One portion of the CFAA criminalizes the trafficking in passwords with the intent to defraud. The White House bill would expand this to include trafficking in “means of access,” and removes the requirement that the trafficking affect interstate commerce. This change has certain benefits – as authentication moves beyond passwords to include multiple components, the law should ensure that all are protected – but may be written too broadly.

For example, this provision may mean that a user who reverse-engineers his own personal device, such as an Apple iPad, in order to “jail break” that device and install software of his choosing, and who then shares with others the code that he used to gain access, is now subject to criminal penalty. Lawyers have already tried to bring civil actions against those who modify their own devices under the existing language; this provision will give them new ammunition. A second example might be a user who designs a piece of software to bypass “captchas,” the boxes of difficult-to-read text that some sites use to identify human users. Circulating that software could also constitute a CFAA violation under the new language. This does not seem to us the type of activity that cybersecurity legislation ought to aim to punish.

Give it Away Now

Finally, the proposal would add “real property” – land, as well as houses and other structures on that land – to the list of items subject to civil forfeiture, as long as that property was used or intended to have been used to commit or facilitate the crime.
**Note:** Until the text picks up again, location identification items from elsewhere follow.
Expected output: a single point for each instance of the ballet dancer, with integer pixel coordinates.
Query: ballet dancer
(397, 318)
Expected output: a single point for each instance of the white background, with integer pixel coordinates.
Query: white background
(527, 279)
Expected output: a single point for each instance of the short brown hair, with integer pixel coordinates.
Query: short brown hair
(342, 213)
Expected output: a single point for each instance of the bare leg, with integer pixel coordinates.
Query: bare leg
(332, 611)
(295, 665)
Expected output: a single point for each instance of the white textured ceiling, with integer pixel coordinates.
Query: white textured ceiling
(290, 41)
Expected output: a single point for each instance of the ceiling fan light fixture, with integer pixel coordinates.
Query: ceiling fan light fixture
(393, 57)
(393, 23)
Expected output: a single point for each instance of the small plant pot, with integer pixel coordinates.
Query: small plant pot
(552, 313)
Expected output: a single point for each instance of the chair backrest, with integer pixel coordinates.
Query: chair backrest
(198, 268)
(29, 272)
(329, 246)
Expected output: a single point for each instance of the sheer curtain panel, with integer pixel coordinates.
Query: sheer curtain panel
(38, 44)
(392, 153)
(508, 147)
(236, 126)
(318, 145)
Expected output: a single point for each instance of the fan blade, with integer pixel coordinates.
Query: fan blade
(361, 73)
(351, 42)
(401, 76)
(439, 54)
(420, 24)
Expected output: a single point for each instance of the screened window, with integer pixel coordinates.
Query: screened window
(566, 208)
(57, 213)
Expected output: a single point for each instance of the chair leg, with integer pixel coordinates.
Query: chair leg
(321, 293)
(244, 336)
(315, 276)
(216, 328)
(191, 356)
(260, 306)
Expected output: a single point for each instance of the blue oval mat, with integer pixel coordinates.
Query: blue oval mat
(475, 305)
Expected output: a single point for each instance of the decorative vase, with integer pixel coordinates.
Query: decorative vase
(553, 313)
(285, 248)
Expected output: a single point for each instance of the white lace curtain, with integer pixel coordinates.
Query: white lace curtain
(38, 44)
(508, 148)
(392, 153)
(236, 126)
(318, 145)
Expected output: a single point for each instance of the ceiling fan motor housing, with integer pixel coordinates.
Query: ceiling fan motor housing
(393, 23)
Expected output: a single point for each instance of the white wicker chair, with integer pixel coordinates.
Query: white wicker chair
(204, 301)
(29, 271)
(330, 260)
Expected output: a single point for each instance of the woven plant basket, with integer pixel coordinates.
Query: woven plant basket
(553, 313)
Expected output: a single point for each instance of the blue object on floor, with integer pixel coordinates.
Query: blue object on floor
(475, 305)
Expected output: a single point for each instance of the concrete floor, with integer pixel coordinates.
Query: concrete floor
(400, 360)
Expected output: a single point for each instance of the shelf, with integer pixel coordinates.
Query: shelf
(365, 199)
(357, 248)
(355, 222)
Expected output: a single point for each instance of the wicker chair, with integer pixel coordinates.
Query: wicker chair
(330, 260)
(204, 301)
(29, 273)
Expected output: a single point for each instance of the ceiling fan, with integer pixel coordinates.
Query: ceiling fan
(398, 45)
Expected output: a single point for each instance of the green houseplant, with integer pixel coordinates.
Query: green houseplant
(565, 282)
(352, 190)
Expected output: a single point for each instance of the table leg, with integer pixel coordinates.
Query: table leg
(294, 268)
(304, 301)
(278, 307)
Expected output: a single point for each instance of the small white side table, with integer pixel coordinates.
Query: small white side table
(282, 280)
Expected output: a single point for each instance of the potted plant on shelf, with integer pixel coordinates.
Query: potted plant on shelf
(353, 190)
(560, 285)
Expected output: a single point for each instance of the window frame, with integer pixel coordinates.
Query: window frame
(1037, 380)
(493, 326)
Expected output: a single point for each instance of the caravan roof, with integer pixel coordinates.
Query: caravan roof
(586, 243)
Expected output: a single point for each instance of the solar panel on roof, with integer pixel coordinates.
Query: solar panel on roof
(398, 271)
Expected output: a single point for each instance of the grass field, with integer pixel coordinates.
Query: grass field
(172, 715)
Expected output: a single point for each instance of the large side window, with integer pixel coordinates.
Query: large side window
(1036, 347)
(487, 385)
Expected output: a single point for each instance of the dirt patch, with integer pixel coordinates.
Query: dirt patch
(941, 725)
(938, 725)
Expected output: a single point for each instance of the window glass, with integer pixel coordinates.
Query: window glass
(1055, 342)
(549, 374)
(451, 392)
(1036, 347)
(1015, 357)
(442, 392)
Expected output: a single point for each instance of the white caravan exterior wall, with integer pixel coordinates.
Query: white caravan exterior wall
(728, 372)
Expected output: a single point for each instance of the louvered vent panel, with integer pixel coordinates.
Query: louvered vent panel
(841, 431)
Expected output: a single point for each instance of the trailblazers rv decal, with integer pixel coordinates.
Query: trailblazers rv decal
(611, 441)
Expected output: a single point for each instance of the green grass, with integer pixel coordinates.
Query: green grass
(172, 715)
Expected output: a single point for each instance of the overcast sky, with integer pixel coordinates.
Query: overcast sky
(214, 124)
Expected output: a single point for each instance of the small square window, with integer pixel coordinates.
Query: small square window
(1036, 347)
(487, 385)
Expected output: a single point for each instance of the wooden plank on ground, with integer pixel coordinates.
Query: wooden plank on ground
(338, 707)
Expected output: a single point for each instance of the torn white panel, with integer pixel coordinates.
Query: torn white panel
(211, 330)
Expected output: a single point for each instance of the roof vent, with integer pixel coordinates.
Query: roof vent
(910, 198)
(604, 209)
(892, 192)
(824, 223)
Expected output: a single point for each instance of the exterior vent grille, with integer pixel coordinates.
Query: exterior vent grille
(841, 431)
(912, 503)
Until now, real property had been specifically excepted from both the criminal and civil forfeiture provisions of the CFAA. Under the Administration proposal, property could still be protected through the “innocent owner” defense in 18 U.S.C. § 983(d), which says that an owner who did not know of the violator’s conduct or who did all that could reasonably be expected cannot have his property confiscated. However, that would still leave some potential holes in the law.

Imagine, for example, a teenage hacker who has used his parents’ computer to attempt to break into a bank network. If his parents were aware of his attempts but failed to turn him in, not only would that computer be subject to forfeiture, but so would his parents’ house. Similarly, imagine an infected computer center that is the home of a botnet launching further attacks against additional network, and a manager of that center who is lax in addressing the botnet infestation. The government, as part of prosecuting the originator of the botnet, could seize that computer center. Because the CFAA has been interpreted so broadly, the expansion of the civil forfeiture provisions is particularly troubling.


The conduct constituting a violation of the CFAA must be narrowed before Congress considers legislation to extend the statute and enhance the penalties under it. As Professor Orin Kerr has suggested, clarifying the definition of “authorization” to state that only exceeding code-based authorization is sufficient to constitute a violation would improve the statute significantly. Clarifying the meaning of “access” and “damage” under the statute would help as well.

Even with such changes, however, some of the administration’s proposals, such as mandatory minimum sentences for certain CFAA violations, would continue to raise concerns.